第23話 弱虫!

 茂クンは大きな目をさらに大きくして、アタシの目をジーッと見返した。



「ホント? どこにあるのか……も?」

「知ってる」



 嬉しさのあまりピョンッと小さく飛び跳ねて、机の上の茂クンの両手を取ってギュッと握りしめた。茂クンはそんなアタシを見ても、眉一つピクリとも動かさなかった。



「知ってるけど、きっと戻ってこないと思うよ」



 えぇ!? アタシは茂クンの机を抱きしめる形で、くずれるようにヘタヘタヘタッと両ヒザをついた。眉毛が八の字になっているのが自分でも分かる。

 アルがアタシの肩の後ろくらいにしがみついている。きっと、肩の上あたりにチョンと顔を出して、のぞき込んでいるんだと思う。



「何で? 誰かが持ってるの? どうして戻ってこないの?」



 立ち上がってギュッとこぶしを握る。茂クンはイスの上で体の向きを変えて、アタシからプイッと視線をそらした。



「どうし……て? じゃぁ、返してくれるか聞いてみなよ。安藤さんに。聞きにいける?」



 えっ? さくらチャンがアタシの栞を持ってるの? よりによって、アタシのコト『タカビシャ』だってクラスに広めたさくらチャンが。

 アタシはブンと振り返って先生の机の前、窓ぎわのさくらチャンを見た。さくらチャンは三人のクラスメイトに囲まれて、こっちを見てクスクス笑っていた。



「何で今ごろモミジの葉っぱなんて持ってるんだろう? って思ったから、見間違いじゃないよ。どうしたの? 行かないの? 大切なモノなんでしょ?」



 クイッとアゴでさくらチャンを指す茂クン。



「ナオ……ナオ……」

「アル、ちょっと後にしてくれる?」



 今はそれどころじゃないから。



「茂クンはアタシがさくらチャンにムシされてるの知ってて言ってるんだね? アタシが『無理だ』ってあきらめると思ってるんだ」



 ホッペをふくらまして口をとがらせる。いつものアタシを見ていればそう思われて当然かもしれないけど、こうもハッキリ言われるとちょっとカチンってくる。

 茂クンはアタシのイライラをものともしないで、涼しい顔で口を閉ざしていた。



「けど、アタシはさくらチャンに栞のコト、聞きに行くよ。もっと嫌われちゃうかもしれないけど。手をつくせって言われたから」



 アルに…



 アルは本気で世界征服しようとしてる。ハムスターのくせに。小っちゃくて、力も弱くて、は虫類怖くても。そして、本気でアタシを学級委員長しようって思ってる。こんなアタシでもやれるって信じてくれているのに、この程度のコトで投げ出していたらアルに申し訳が立たない。



「ナオ、こいつ蟲がついてる」



 は!? 蟲!? 蟲って赤いオーラの…………なんだっけ?

 何か色々、難しいコトを言われた覚えがあるけど。

 アタシはアルを振り返って首を傾げた。

 アルはアタシの肩の上で茂クンを穴が開くくらいジッと見ている。アタシの肩に立てた爪に力が入る。忙しなく鼻を上下させて、細かいヒゲを小刻みにプルプルと震わせていた。

 アタシは首を傾げたまま、アルの視線の先を追う。いきなり蟲って言われても、茂くんはさっきと変わらない顔で……違う!

 何か胸がザワザワする。茂クンの方からスゴくイヤな感じが……



『泉チャンに……ケガをさせた……そんな目で……見ないで……』



 誰? ケガ? アタシはキョロキョロと辺りを見回す。アタシのそばにいるのは茂くんだけ。

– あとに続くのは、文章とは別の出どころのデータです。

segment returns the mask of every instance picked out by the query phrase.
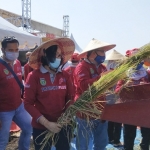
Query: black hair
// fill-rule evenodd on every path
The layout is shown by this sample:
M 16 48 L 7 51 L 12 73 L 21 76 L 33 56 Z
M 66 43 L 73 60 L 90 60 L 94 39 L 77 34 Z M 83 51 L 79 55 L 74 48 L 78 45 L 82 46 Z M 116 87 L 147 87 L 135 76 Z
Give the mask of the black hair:
M 41 57 L 43 66 L 48 65 L 49 62 L 53 63 L 56 60 L 57 45 L 52 45 L 44 49 L 43 52 L 46 54 L 46 56 Z
M 15 38 L 14 36 L 7 36 L 3 38 L 1 47 L 5 49 L 8 43 L 17 43 L 19 45 L 19 41 L 17 40 L 17 38 Z

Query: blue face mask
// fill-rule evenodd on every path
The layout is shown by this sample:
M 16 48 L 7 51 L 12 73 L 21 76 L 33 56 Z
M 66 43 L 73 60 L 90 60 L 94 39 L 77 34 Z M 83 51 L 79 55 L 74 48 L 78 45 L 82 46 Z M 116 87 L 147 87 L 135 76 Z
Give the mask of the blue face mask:
M 100 65 L 105 61 L 105 56 L 97 55 L 94 60 Z
M 49 66 L 56 69 L 60 66 L 60 62 L 61 62 L 61 59 L 60 58 L 56 58 L 54 63 L 49 63 Z
M 19 52 L 9 52 L 5 51 L 6 58 L 10 61 L 14 61 L 19 57 Z
M 138 65 L 137 65 L 137 67 L 135 68 L 135 70 L 139 70 L 139 69 L 141 69 L 142 68 L 142 66 L 143 66 L 143 62 L 141 62 L 141 63 L 139 63 Z

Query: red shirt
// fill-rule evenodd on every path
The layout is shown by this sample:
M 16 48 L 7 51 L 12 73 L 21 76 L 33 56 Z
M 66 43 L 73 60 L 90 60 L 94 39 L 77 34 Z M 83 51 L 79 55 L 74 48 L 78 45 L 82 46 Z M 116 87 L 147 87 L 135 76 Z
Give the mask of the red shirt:
M 80 95 L 88 89 L 89 85 L 97 81 L 100 78 L 100 74 L 105 71 L 107 71 L 107 69 L 102 64 L 98 68 L 85 60 L 78 64 L 74 71 L 74 84 L 76 87 L 74 100 L 76 101 Z M 104 100 L 104 96 L 100 96 L 98 99 Z M 102 103 L 102 105 L 104 105 L 104 103 Z M 77 113 L 77 116 L 83 119 L 85 118 L 81 113 Z
M 71 65 L 67 68 L 65 68 L 64 70 L 70 75 L 70 78 L 71 78 L 71 85 L 72 85 L 72 92 L 73 92 L 73 97 L 75 96 L 75 85 L 74 85 L 74 79 L 73 79 L 73 73 L 74 73 L 74 70 L 75 70 L 76 66 L 75 65 Z
M 22 82 L 21 64 L 13 65 L 14 72 Z M 21 89 L 14 76 L 0 63 L 0 112 L 12 111 L 21 105 Z
M 24 81 L 26 82 L 28 74 L 33 71 L 33 69 L 29 66 L 29 63 L 24 65 Z
M 41 68 L 30 72 L 27 77 L 24 103 L 33 117 L 32 126 L 43 129 L 37 119 L 43 115 L 49 121 L 56 122 L 65 111 L 66 103 L 72 99 L 72 91 L 68 73 L 58 72 L 52 82 L 50 73 Z
M 75 100 L 100 78 L 102 72 L 107 71 L 104 65 L 99 65 L 98 68 L 94 64 L 83 60 L 79 63 L 74 71 L 74 84 L 76 87 Z

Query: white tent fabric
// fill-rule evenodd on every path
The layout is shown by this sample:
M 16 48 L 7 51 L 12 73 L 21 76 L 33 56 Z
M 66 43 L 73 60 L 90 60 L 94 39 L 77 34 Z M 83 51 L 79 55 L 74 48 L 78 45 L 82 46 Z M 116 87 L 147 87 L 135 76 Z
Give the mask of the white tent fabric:
M 4 36 L 15 36 L 19 41 L 21 49 L 23 46 L 34 47 L 35 44 L 38 46 L 41 44 L 41 38 L 20 30 L 13 24 L 0 17 L 0 41 Z
M 80 46 L 77 44 L 76 40 L 73 37 L 73 34 L 71 33 L 70 39 L 73 40 L 74 44 L 75 44 L 75 51 L 74 53 L 81 53 L 82 49 L 80 48 Z

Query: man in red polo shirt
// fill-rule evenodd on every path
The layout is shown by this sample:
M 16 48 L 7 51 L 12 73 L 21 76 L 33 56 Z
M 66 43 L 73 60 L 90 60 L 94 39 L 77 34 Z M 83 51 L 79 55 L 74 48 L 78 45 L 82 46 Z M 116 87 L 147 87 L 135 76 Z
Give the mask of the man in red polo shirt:
M 4 60 L 22 81 L 21 64 L 17 60 L 19 42 L 15 37 L 5 37 L 1 42 Z M 14 121 L 22 130 L 19 150 L 29 150 L 32 134 L 31 116 L 21 101 L 21 89 L 11 72 L 0 63 L 0 150 L 4 150 L 9 139 L 9 130 Z
M 106 67 L 102 65 L 105 60 L 105 52 L 115 47 L 115 44 L 92 39 L 88 46 L 79 55 L 84 60 L 79 63 L 74 71 L 74 83 L 76 86 L 75 100 L 97 81 Z M 81 113 L 77 114 L 77 150 L 87 150 L 90 136 L 93 137 L 93 150 L 104 150 L 108 144 L 107 122 L 90 118 L 86 120 Z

『怖いんだ……泉チャンの目が……みんなの目が……だから……ボクは……一人で……』



 これって、茂クンの声だよね? 口、全然動いてないけど。スゴく悲しそうな、そして苦しそうな声。

 何があったのかよく分からないけど、きっと、茂クンはあきらめちゃったんだ。みんなと遊んだり楽しく話したりするコトを。

 みんなの目が怖いから。だからいつも一人ぼっちだったんだ。

 アタシにあんなコト言っっていたクセに、本当にあきらめちゃったのは茂くんの方じゃじゃない。そんなの、ただの……



「弱虫じゃん」



 あっ、声に出しちゃった。



 ビクンッ!!



 茂クンの体が大きく跳ねあがる。ほとんど同時に飛び上がるアタシ。

 音が聞こえるくらい、アタシの心臓がドキドキ鳴っている。

 何? 何が起きたの?



「ナオ、もう一度言え!」



 アルはアタシの肩にしがみついて大きな目をむいて鼻をヒクヒク動かした。アタシには分からないけど、アルには何かが見えてるの?



「早く!」



 アタシの肩から茂クンの机の上にピョンッと飛び移るアル。アタシは、座ったままピクリとも動かない茂クンに向かって大きな声を上げた。



「弱虫っ!」

「出たー!」



 真っ直ぐ茂クンを見ていたアルが、ビクッと肩を上げて机の端っこまで飛びのいた。



 バン!!



 茂クンの席の後ろにある掃除用具入れのロッカーが、いきなり大きな音を立てて開く。



「わぁ!! こっちも出た!」

「……ん? あっ、おはようございます、ナオセンパイ!」



 何で掃除用具入れから出てくるのよ? ビックリして心臓が三秒は止まったじゃない。

 ホウキやモップ、バケツが入った灰色のロッカーから転がり出てきた鈴木くんは、ムクッと起き上り、キョロキョロと周りを見回してアタシを見つけると、右の黒い羽を下の方でブンブンと振った。鈴木くんの頭の後ろに流れた黄色い髪が、羽の上下に合わせてファサファサと揺れた。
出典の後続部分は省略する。